Na falta de uma legislação específica, cabem aos banhistas e aos que alugam pranchas criar as próprias regras. No caso de Thiago Garrido, 35 anos, que trabalha há seis com o aluguel de pranchas, há um caiaque sempre há disposição em caso de acidente. Também é assim na rotina de trabalho de Vagner Paraíba. “A gente fica aqui sempre de olho, com um caiaque para ver se precisa entrar no mar”. Na areia, há uma tenda de salva-vidas.

Projeto de Lei
No ano passado, Thiago Garrido decidiu guardar ao lado das pranchas de stand up que aluga no Porto da Barra termos de responsabilidade para os banhistas. Queria evidenciar, no documento, os possíveis riscos de afogamento, caso alguma ordem fosse descumprida. O principal: ser levado pela correnteza ao se distanciar dos barcos mais próximos da areia, considerados o limite para os iniciantes, como ocorreu com os amigos Geraldo, Rita Maria e André Vinícius, que ficaram à deriva desde o sábado.

Os documentos, providenciados por intermédio de um advogado, foram uma tentativa, logo revelada malsucedida, de atuar num contexto de falta de regulamentação da atividade. O primeiro indício de que a atividade seria melhor amparada por uma legislação surgiu em 2014, quando Thiago ainda completava dois anos à frente da atividade e o então vereador Claudio Tinoco (DEM) propôs, na Câmara Municipal de Salvador, o Projeto de Lei nº 266/14.

Thiago já trabalha com stand up há seis anos e tentou regularizar normas de segurança
(Foto: Marina Silva)

A proposição, parada na Comissão de Educação, Esporte e Lazer prevê o ensino da modalidade e a prática somente permitida a escolas cadastradas e licenciadas pela Secretaria Municipal de Ordem Pública (Semop). Também caberia à Semop fiscalizar o ensino da atividade, completamente inexistente nas praias de Salvador.

A proposta chegou a ser enviada para a Comissão de Finanças, Orçamento e Fiscalização para, logo depois, em 2017, ser engavetada Comissão de Educação, Esporte e Lazer, sob relatoria do vereador Sidinho (Podemos). Desde então, nenhum andamento. E nenhuma previsão de mudança.

O presidente da Câmara, Léo Prates, falou que a agenda desta semana, também comprometida pelo feriado da Independência do Brasil, nesta quinta-feira (15), está fechada. Mas, acrescentou:

“Vou convocar o colégio de líderes para analisar a questão entre essa semana e a próxima”, disse Prates.

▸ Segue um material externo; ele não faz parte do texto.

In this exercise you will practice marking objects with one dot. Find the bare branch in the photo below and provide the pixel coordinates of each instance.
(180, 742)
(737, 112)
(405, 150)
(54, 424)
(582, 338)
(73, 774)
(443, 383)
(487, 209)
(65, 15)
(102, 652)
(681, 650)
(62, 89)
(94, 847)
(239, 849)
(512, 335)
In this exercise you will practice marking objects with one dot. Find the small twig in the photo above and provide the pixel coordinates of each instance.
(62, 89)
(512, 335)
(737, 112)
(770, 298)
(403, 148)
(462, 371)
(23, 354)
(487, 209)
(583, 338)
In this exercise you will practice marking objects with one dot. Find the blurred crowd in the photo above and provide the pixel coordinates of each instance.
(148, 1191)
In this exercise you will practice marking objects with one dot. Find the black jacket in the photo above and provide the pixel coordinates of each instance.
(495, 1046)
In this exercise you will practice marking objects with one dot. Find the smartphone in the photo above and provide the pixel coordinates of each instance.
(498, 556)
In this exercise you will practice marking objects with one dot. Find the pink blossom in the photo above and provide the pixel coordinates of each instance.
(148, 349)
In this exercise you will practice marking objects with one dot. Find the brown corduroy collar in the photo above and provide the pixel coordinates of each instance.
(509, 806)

O atual secretário Municipal de Cultura e Turismo, Tinoco justificou a necessidade do projeto pela “situação de total insegurança para os interessados, ante a total ausência de regras mínimas sobre a matéria”.

Guilherme e Rodrigo praticam a atividade há dois anos, mas não receberam instruções sobre como remar
(Foto: Marina Silva)

Situação que, segundo Thiago, um dos dois responsáveis por aluguéis de prancha neste domingo na areia da praia, apenas é contornada por iniciativa dos próprios empreendedores. Sob o guarda sol onde trabalha, guarda o certificado de um curso de primeiros cuidados básicos. Mostra à reportagem como sinal da autonomia da categoria, não reunida em nenhum tipo de associação ou comitê.

Enquanto avalia a formação, comenta o comportamento de alguns banhistas.

“Eu falo aqui para não sair da beirada, dou o colete. Mas alguns dão risada quando eu digo que, se ultrapassar demais ele pode ir para até em Morro de São Paulo… muitos não acreditam”, diz, ao apontar a região proibida no mar, após os barquinhos. “Foi o que aconteceu ontem, né?”, finaliza.